- From: Richard Newman <r.newman@reading.ac.uk>
- Date: Wed, 2 Nov 2005 13:43:48 +0000
- To: Danny Ayers <danny.ayers@gmail.com>
- Cc: Semantic Web <semantic-web@w3.org>
Danny, I was going to reimplement schemarama using twinql's matchers a month or two ago, and got sidetracked. If you can give me a graph pattern that an Atom/OWL node has to match (e.g., an entry has to have a title, an author who is a person, etc.), then twinql can compile that into a function that says 'yes' or 'no'. This graph pattern is a SPARQL SELECT query, basically. Sound useful? -R On 2 Nov 2005, at 09:45, Danny Ayers wrote: > > On 11/1/05, Miles, AJ (Alistair) <A.J.Miles@rl.ac.uk> wrote: > > >> http://isegserv.itd.rl.ac.uk/schemarama/ >> > > Wonderful. > > I'd be interested in hearing your thoughts on how suitable this > approach might be with Atom/OWL [1]. This is basically the Atom > syndication modelled in RDF/OWL (work in progress, expect a > request-for-feedback post to list sometime soon).

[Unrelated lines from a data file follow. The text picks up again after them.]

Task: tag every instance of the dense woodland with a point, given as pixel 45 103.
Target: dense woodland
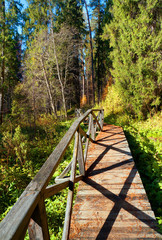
pixel 56 56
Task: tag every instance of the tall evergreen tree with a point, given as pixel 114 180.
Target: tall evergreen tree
pixel 10 13
pixel 135 37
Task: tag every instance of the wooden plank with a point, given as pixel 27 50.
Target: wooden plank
pixel 80 156
pixel 68 212
pixel 20 214
pixel 53 189
pixel 18 218
pixel 111 202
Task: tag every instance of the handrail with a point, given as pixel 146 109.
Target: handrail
pixel 29 211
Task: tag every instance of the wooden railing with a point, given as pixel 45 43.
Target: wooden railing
pixel 29 211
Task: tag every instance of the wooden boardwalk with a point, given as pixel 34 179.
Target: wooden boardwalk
pixel 111 202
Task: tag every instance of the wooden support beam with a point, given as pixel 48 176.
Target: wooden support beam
pixel 71 191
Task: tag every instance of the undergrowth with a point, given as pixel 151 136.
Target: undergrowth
pixel 23 150
pixel 145 141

There is already a > lot of scope with Atom for validation at the syntax level, but I've > been playing a little with validation at the model level using OWL > constraints (some notes at [2]). I anticipate this will be pretty > limited compared to the syntax stuff, but thought it could be useful > for ensuring some level of sanity for Atom data when in the RDF/OWL > world. (A particular variety of app I envisage is an Atom Store built > on a triplestore, so it would have sources/sinks of Atom > format/protocol). If I understand correctly, the Schemarama approach > could take this even further towards the constraints given in the Atom > spec. Does that make sense? > > Cheers, > Danny.